AdLingo Ads Builder

Most ideas that enter Area 120, Google's internal startup incubator, don't make it out. We did.

AdLingo embedded brand chatbots directly into display ads at scale, reaching profitability and exiting through acquisition. Getting there meant building not just a product, but the operational infrastructure that could support rapid growth.


ROLE
UX/UI Designer + UXR

TEAM
2 UX Designers, 4 Engineers, 1 PM,
1 Campaign Manager, 2 Sales/Biz Dev

TIMELINE
3.5 years | Product and Self-service creation platform

TOOLS
Figma, Google Suite, Usertesting.com

COMPANY
Area 120 @ Google

YEARS
2018 - 2021

LAUNCH
AdLingo - October 2018
AdLingo Ads Builder - May 2020

DELIVERABLES
PMF - early explorations
User Testing
A/B Testing
Wireframes
Mockups
Prototypes
Sales material
QA with Engineering

The Opportunity

In 2018, display advertising was reaching billions of users but engagement was low. At the same time, brands were investing heavily in AI-powered chatbots — experiences that were smart but poorly distributed.

AdLingo connected these two trends. Instead of static impressions, users got interactive conversations. Instead of chatbots buried in brand websites, brands got meaningful reach.

Early campaigns validated the format. Larger clients entered the pipeline. The product gained traction — and that's when the real problem started.

Early iterations of the conversational ad experience embedded within Google Display Network.

The Scaling Challenge

Growth exposed what the team's process couldn't handle.

Assets moved between word docs, emails, and spreadsheets. Approvals happened across meetings and threads. Each new client required cross-functional effort for bot integration, asset reformatting, and sign-off tracking. Minor errors compounded. Launch timelines stretched.

Through campaign retros and day-to-day observation, I kept seeing the same patterns: duplicated effort, client confusion, and operational burden that grew with every new account. As higher-value clients came on board, the margin for error narrowed.

The issue wasn't effort. It was architecture (or lack there of).

THE MESSY MIDDLE
Attempts at clarifying what was needed before launching a campaign in 2018

The Solution -
Ads Builder

I led the design of Ads Builder: a centralized system that unified asset collection, chatbot integration, preview, and campaign configuration into a single environment.

The core shifts were straightforward but significant. Campaign assets and configuration moved into one place. Stakeholder approvals shifted to shareable preview links that required no engineering involvement to generate. Bot integration became self-serve rather than a handoff. And campaign managers finally had visibility across all active work from a single dashboard.

Coordination overhead didn't just shrink — a whole category of back-and-forth was eliminated.

Early explorations of a centralized campaign configuration environment.

Iterating toward a unified environment for asset upload, bot integration, and preview.

Structural Architecture

Ads Builder was organized into four primary sections:

1. Creative asset management
2. Conversational agents integration
3. Campaign configuration
4. Preview

Each section aligned to a distinct stage of campaign execution, allowing teams to move from setup to preview within a unified environment. The structure reduced context switching and clarified ownership across design, engineering, and campaign management.

Creative Asset Management

Conversational Agents Integration

Campaign Configuration

Preview

Designing for Real Behavior

The initial architecture assumed campaigns would be organized by client. Watching how people actually used the system told a different story. In reality, campaign managers were organizing by owner to track their own workload more easily.

A small segment of owner-led use of Ads Builder

This created a tension: owner-based organization reduced individual cognitive load but fragmented visibility as the team scaled.

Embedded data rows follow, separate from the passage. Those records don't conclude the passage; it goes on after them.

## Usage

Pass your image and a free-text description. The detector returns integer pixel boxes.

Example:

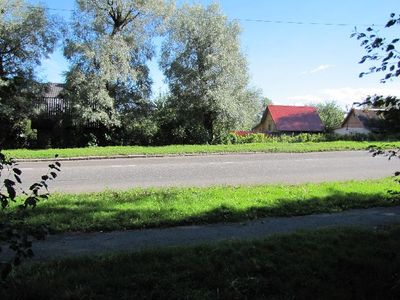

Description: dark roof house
[253,105,324,133]
[335,108,383,135]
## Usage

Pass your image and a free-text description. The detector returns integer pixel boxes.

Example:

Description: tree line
[0,0,262,148]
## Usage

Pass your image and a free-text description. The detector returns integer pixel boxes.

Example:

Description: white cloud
[287,86,400,108]
[301,64,334,75]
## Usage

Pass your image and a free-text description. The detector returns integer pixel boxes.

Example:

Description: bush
[0,150,61,281]
[223,131,399,144]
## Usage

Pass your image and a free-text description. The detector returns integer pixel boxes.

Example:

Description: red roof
[267,105,324,132]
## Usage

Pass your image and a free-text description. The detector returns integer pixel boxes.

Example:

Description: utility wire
[17,6,385,27]
[234,19,385,27]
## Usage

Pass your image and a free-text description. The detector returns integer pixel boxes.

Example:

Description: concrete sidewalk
[0,206,400,261]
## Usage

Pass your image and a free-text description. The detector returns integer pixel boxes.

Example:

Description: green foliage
[351,13,400,82]
[0,227,400,300]
[0,151,61,280]
[4,141,400,159]
[160,5,259,143]
[313,101,344,132]
[0,0,62,148]
[64,0,172,145]
[225,132,399,144]
[5,178,400,232]
[0,0,62,81]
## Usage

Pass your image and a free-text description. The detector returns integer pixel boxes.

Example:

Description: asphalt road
[11,151,400,192]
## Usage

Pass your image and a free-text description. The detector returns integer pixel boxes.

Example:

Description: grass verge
[4,141,400,159]
[0,227,400,300]
[9,178,400,232]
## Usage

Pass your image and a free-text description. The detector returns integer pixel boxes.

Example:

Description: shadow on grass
[10,188,400,232]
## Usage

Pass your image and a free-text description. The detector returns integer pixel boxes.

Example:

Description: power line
[234,18,385,27]
[18,6,385,27]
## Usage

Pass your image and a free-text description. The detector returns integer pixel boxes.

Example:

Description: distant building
[253,104,324,133]
[335,108,383,135]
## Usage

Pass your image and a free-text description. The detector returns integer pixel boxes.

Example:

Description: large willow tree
[160,4,260,142]
[0,0,59,148]
[65,0,173,143]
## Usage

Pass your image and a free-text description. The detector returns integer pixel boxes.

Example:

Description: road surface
[11,151,400,193]
[0,206,400,262]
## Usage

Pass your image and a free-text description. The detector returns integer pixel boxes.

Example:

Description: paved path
[3,206,400,260]
[14,151,400,192]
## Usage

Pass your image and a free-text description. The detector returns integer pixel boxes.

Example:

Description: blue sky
[30,0,400,108]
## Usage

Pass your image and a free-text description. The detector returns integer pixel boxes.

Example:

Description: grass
[4,141,400,159]
[0,227,400,300]
[9,178,400,232]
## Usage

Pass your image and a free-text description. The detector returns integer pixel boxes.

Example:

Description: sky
[29,0,400,109]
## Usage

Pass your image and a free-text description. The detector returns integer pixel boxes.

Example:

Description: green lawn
[4,141,400,159]
[0,227,400,300]
[8,178,400,232]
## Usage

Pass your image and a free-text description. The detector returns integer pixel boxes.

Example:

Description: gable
[267,105,324,132]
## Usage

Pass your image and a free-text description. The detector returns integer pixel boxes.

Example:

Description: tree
[0,149,61,283]
[0,0,60,147]
[64,0,173,145]
[352,13,400,132]
[314,101,344,132]
[160,4,260,143]
[351,13,400,82]
[352,13,400,196]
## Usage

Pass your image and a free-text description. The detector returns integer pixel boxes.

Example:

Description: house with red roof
[253,104,324,133]
[335,108,384,135]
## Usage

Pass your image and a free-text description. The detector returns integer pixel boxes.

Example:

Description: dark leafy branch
[351,13,400,82]
[0,151,61,280]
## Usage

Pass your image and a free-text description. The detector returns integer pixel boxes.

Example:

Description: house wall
[334,127,371,135]
[342,113,364,128]
[253,112,276,133]
[334,112,371,135]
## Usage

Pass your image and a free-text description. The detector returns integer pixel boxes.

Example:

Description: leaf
[14,174,22,184]
[13,168,22,175]
[24,197,37,207]
[385,20,396,27]
[29,182,42,191]
[4,179,15,187]
[386,44,394,52]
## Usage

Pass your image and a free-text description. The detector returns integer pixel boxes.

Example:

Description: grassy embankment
[0,227,400,300]
[7,178,400,232]
[4,141,400,159]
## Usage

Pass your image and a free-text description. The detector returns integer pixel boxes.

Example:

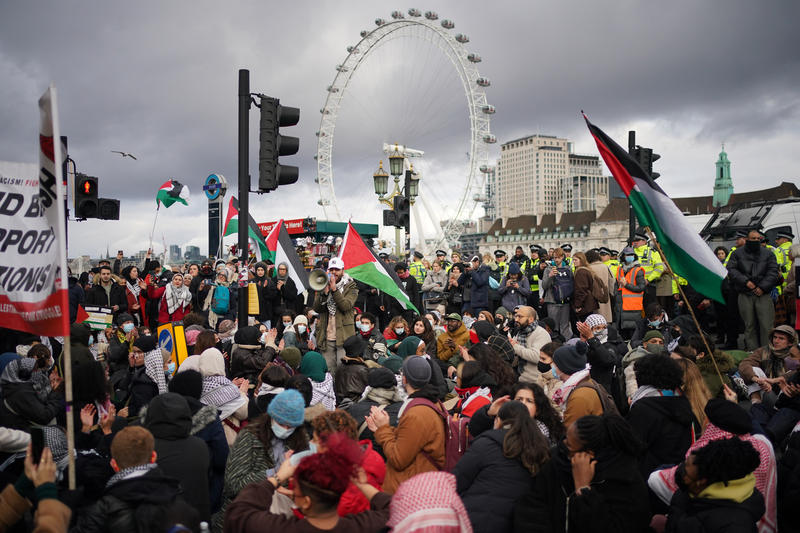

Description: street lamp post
[372,144,420,257]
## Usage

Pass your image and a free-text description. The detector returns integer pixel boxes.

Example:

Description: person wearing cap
[631,228,672,306]
[616,246,647,332]
[458,255,499,315]
[408,250,428,285]
[728,230,780,351]
[313,257,358,371]
[647,398,776,533]
[542,248,575,339]
[550,341,618,428]
[436,250,453,272]
[497,262,531,309]
[366,356,445,494]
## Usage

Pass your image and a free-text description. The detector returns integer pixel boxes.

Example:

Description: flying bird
[111,150,138,161]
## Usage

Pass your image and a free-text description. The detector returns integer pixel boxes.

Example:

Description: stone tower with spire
[713,144,733,207]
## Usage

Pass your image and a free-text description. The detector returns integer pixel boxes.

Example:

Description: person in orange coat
[366,357,445,494]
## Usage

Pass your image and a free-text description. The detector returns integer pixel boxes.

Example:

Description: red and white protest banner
[0,85,69,337]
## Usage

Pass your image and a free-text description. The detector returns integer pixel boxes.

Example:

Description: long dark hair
[511,381,567,442]
[497,400,550,475]
[575,415,643,457]
[468,342,517,389]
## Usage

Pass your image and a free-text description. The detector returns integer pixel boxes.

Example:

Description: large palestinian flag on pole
[265,219,308,294]
[583,115,728,302]
[156,179,189,207]
[222,196,269,261]
[339,222,419,313]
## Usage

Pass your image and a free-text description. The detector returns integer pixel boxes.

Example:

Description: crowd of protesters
[0,224,800,533]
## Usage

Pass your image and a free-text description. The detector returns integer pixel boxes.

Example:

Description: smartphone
[31,427,44,465]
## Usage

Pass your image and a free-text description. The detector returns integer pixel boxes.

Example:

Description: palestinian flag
[156,179,189,207]
[583,115,728,303]
[222,196,269,261]
[266,219,308,294]
[339,222,419,313]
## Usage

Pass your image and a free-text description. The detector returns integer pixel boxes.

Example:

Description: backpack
[211,285,231,315]
[579,267,608,304]
[553,267,575,304]
[573,379,619,416]
[406,398,469,472]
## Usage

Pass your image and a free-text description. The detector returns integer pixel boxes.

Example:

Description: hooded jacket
[144,392,211,521]
[70,467,200,533]
[628,396,699,479]
[664,480,764,533]
[514,443,650,533]
[453,429,533,533]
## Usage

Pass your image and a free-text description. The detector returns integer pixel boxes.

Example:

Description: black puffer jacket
[144,392,211,521]
[453,429,533,533]
[514,443,650,533]
[664,489,766,533]
[728,246,778,294]
[628,396,699,479]
[230,326,275,384]
[70,468,200,533]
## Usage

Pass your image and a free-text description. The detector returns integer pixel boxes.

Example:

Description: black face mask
[744,241,761,254]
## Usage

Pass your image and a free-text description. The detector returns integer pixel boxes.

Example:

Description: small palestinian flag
[156,179,189,207]
[583,115,728,302]
[339,222,419,313]
[222,196,269,261]
[266,219,308,294]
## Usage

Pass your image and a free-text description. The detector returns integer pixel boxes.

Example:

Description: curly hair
[692,437,761,486]
[511,381,567,442]
[311,409,358,440]
[497,400,550,476]
[633,354,683,390]
[294,433,363,511]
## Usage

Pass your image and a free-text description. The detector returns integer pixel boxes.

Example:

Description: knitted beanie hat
[281,346,303,370]
[267,389,306,428]
[553,341,589,375]
[403,356,431,389]
[642,329,664,342]
[584,313,608,328]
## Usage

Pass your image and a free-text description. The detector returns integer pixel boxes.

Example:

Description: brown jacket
[0,484,72,533]
[564,378,603,428]
[375,394,445,494]
[314,280,358,352]
[572,267,599,318]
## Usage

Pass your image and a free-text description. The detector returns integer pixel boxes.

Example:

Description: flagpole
[150,206,161,250]
[644,226,725,383]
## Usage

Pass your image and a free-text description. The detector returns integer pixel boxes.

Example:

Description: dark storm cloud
[0,0,800,254]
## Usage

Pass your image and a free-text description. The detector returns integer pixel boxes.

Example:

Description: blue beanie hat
[267,389,306,428]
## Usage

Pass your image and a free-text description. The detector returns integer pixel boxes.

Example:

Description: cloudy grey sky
[0,0,800,255]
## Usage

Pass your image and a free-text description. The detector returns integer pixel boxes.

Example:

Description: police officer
[631,228,672,309]
[408,251,428,287]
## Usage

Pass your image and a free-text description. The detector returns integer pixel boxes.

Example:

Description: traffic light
[634,146,661,179]
[394,194,411,228]
[73,174,100,219]
[258,96,300,192]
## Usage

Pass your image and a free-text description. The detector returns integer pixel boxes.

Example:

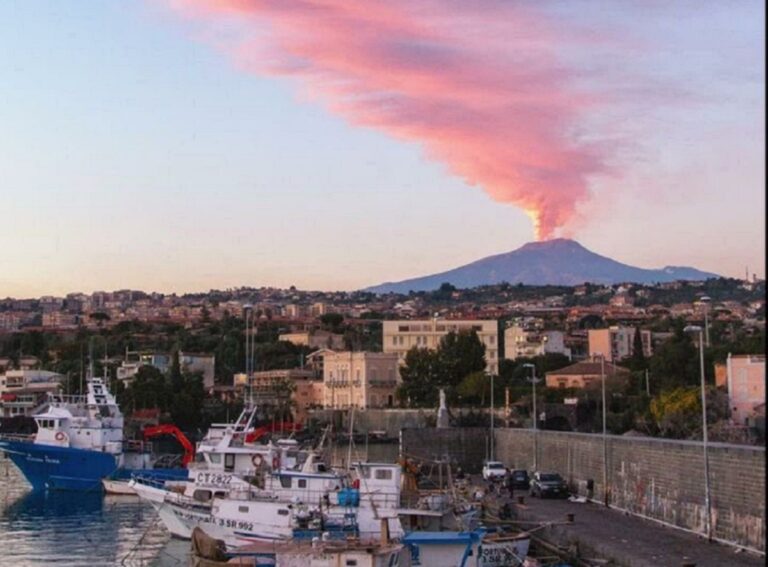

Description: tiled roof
[546,360,629,376]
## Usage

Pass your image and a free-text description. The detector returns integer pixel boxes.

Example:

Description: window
[374,469,392,480]
[192,490,211,502]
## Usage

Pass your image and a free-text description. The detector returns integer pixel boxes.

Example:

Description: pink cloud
[162,0,615,238]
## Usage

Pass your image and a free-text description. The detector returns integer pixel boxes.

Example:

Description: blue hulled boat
[0,378,188,491]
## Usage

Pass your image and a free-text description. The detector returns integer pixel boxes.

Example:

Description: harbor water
[0,457,189,567]
[0,444,398,567]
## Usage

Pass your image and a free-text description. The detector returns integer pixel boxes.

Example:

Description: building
[0,370,64,417]
[589,327,653,361]
[545,360,631,388]
[117,351,216,390]
[726,354,765,425]
[323,351,399,409]
[382,318,499,374]
[179,351,216,391]
[278,331,344,350]
[504,325,571,360]
[248,368,324,423]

Rather than forcing a disruptive restructure mid-flight, I introduced search, sorting, and filtering that supported both mental models without breaking either. While a deeper architectural overhaul was necessary, it was inevitably paused when acquisition-related code freezes came into effect.

Impact

With Ads Builder, Engineering regained bandwidth to expand integrations and improve the core conversational experience. Campaign managers increased account capacity with centralized visibility. Design shifted from repetitive coordination back to strategic product and client work.

Reducing that friction didn't just improve operations — it strengthened AdLingo's growth trajectory and contributed to acquisition.

20 → 5 Average Days to launch

500% YoY Growth

500M Impressions in H1 2020

Reflections

Innovation generated traction. Infrastructure made it sustainable.

AdLingo reinforced something I think about on every project now: growth exposes the limits of fragmented coordination or weak infrastructure. The best product in the world stalls when the systems around it can't scale.

While acquisition paused further development of the advertiser workflow, the experience shaped how I approach product design — not just focused on what launches, but on how successful products scale.